Parts of this one hit me hard.
I’ve lost multiple high school classmates to drugs/opioids. It’s painful. I don’t even really have the words to express some of the sorrow I’ve felt over lives lost. I never looked at my old neighborhood as a place to escape. I was happy there growing up. But times change.
At the heart of the book, this is a story of two sisters who take divergent paths. Those kinds of tales usually aren’t my thing, writers often rely too much on juxtaposition. But this isn’t that kind of tale. Liz Moore tells it all through the first person perspective of Mickey, the cop sister who “did everything right.” Though she may not have because her family ignores her and her addict sister hates her. She has no one besides her son.

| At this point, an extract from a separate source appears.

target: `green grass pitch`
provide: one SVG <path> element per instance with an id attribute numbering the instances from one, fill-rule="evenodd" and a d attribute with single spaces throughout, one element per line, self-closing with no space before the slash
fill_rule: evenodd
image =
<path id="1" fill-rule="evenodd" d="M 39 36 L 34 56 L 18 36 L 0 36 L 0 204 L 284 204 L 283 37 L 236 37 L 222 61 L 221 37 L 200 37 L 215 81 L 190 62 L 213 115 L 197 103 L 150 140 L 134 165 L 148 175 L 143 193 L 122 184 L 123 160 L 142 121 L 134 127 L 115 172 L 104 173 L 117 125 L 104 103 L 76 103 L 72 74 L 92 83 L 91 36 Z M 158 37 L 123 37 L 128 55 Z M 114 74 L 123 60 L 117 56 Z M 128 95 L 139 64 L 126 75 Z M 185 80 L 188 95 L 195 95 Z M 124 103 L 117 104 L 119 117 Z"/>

But it’s more than that. Moore pulls back the story to reveal how much our environments impact us whether we want them to or not. Kensington, a former working class neighborhood gone to seed, is practically a character in the story, a place no one can really escape even if they get out. Moore doesn’t condescend the neighborhood, rather she gives it a distinct life. It imbues the story with some much needed ethos.

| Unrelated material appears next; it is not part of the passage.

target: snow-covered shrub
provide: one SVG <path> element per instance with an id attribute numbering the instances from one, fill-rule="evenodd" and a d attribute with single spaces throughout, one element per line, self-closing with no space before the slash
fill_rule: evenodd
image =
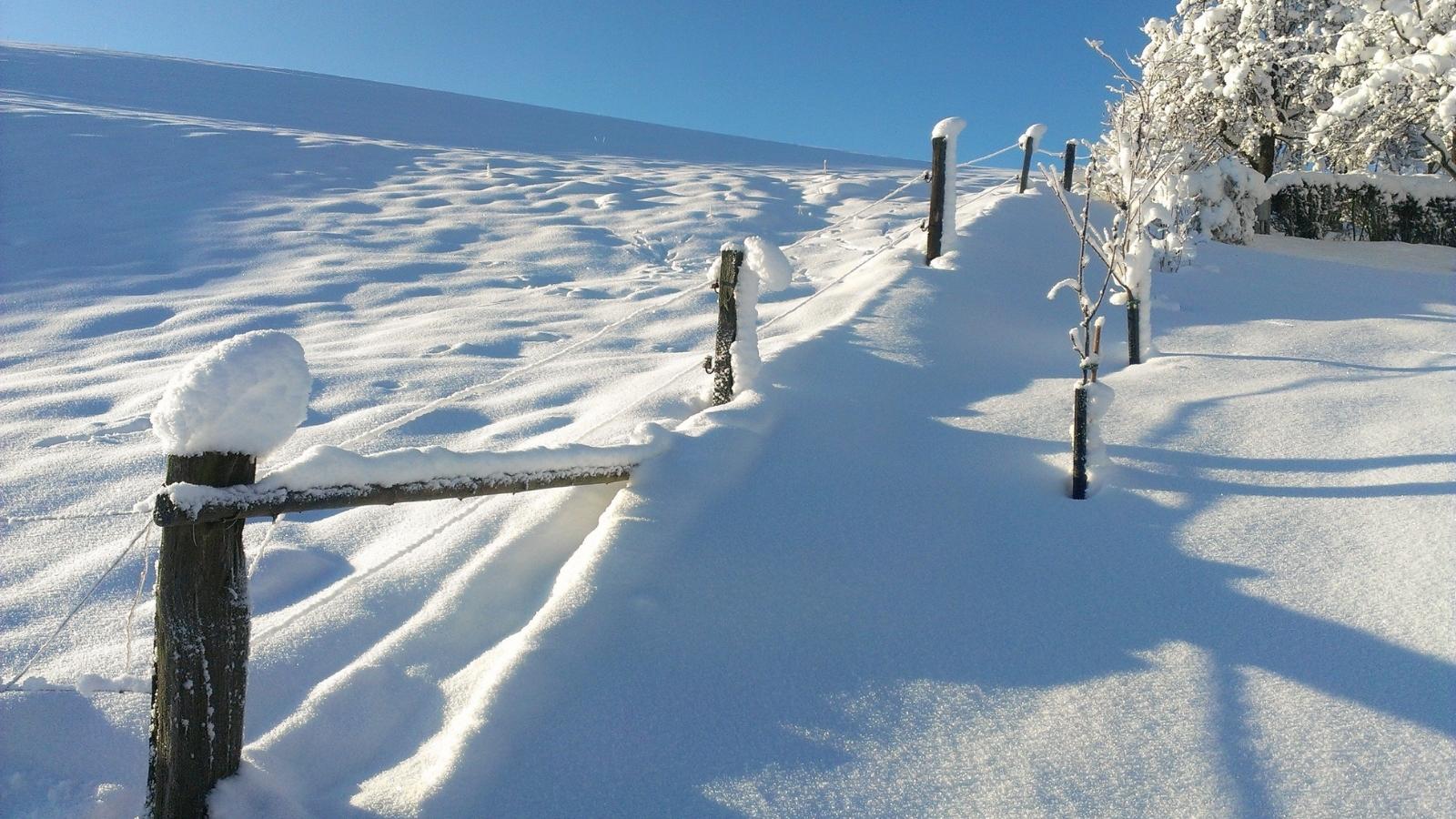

Thus, by building the neighborhood and having the characters branch out from it, the story can really hum. Everything feels consequential in both past and present exchanges. I was busy most of the week but I used every free moment I could to finish this.
Not all of it works; it falls just shy of greatness. Parts of the plot are stagnant. The quote-free format can frustrate. I don’t think the story needed the twist.
But still, this is a great book. Definitely one of the best I read this year.